SAMSON, Ala - Many around Samson knew Bruce Maloy as their town's comedian, a goodhearted, wiry little jokester who was always boasting about hitting it big someday.
In life, he never really got the spotlight he was seeking. But in the days following a massacre that shattered their small Alabama community, some have dropped the comedian label and replaced it with another: Hero.
On Friday, witnesses and authorities said Maloy, the 10th and final victim of Tuesday's shooting rampage by Michael McLendon, single-handedly tried to end the violence with his beat-up old pickup truck.
With gunshots still echoing through downtown Samson and the killer headed toward a bigger city 12 miles away, Maloy chased McLendon's dark red Mitsubishi out of town, ramming the vehicle at least once.

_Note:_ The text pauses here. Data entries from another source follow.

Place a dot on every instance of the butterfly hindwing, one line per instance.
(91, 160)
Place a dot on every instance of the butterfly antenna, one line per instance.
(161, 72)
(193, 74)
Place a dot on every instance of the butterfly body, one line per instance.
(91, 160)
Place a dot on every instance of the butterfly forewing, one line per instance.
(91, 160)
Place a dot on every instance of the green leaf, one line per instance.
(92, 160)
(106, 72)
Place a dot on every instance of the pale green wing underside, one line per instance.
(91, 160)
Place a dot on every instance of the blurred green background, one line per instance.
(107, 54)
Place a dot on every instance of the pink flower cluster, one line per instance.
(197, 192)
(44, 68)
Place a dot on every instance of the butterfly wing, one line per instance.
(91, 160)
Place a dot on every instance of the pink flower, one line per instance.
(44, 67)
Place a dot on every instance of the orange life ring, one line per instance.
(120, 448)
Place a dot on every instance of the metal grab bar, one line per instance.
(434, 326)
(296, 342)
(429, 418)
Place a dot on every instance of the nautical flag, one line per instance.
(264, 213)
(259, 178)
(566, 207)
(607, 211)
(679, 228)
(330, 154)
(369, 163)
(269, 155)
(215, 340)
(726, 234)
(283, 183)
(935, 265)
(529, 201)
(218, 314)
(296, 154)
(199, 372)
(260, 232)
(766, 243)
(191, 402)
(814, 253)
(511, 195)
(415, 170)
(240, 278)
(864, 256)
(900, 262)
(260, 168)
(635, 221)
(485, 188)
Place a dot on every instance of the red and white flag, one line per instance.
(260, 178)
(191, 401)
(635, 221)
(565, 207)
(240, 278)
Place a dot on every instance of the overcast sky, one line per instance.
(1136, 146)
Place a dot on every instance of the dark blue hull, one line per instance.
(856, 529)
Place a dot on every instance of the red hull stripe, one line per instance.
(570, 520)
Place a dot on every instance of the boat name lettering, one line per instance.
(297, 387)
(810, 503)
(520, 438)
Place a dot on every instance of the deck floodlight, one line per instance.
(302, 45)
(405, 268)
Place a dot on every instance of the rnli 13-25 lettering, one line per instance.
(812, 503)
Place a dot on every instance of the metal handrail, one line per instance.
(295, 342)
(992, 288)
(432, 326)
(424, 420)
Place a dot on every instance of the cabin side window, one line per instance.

Maloy briefly slowed down the killer, and he may have given police and state troopers time to catch up to McLendon, said Geneva County Chief Deputy Tony Helms. But it cost him his life.
"There's a hero in all of this that nobody is talking about, and that's Bruce Maloy," said Jim Stromenger, a dispatcher with the Samson Police Department.
McLendon shot the 51-year-old welder to death at a lonesome spot on Alabama 52 before eluding police in Geneva and killing himself with a single gunshot to the head at a former workplace, Reliable Products.
"Whether Bruce was following him in an attempt to find out where he went, stop him, I don't know. But I think he deserves recognition for what he did," said Helms.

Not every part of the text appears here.